I consider it an accomplishment to take a shower.
I have learned to type, and eat, one-handed.
When getting a gift for a friend, I immediately think of Hooter Hiders and diaper bouquets…until I realize that they don't have kids.
I take pictures of myself covered with barf so that I can put them in a scrapbook.
I have not done my hair for approximately 4 months.
I have Googled the lyrics for “The Fox Went Out on a Chilly Night” and “Froggy Went A’courting.”
I used my 40 bucks’ worth of Barnes and Noble Christmas gift cards on children’s books.
I eat not because I want to or because I’m hungry, but because I know that she has to eat. I also refrain from eating certain foods I like because she does not like them in lactic form.

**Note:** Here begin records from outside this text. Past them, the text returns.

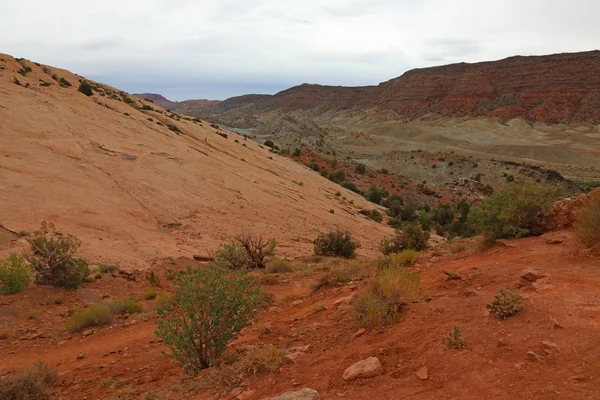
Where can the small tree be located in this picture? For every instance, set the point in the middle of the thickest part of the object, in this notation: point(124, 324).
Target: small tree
point(14, 274)
point(207, 311)
point(515, 210)
point(336, 244)
point(53, 258)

I breastfeed during conference calls.
I breastfeed in restaurants.
I breastfeed in parking lots.
Today, a few minutes after I left to go to the bank, I realized that there was a large orange smear on my pants. After a minute, I realized what it was. Rather than turn around and go home, I found a shady spot on the library lawn to change a diaper in the nice open air. I walked the rest of the way to the bank with a poopy diaper in the stroller’s cupholder. I am still wearing the poopy pants.
So, yes. I do.
1 comment:
Hmmm, many of these are starting to be familiar to me too. I'm slowly realizing that I may never take a shower again without worrying about what my child is doing.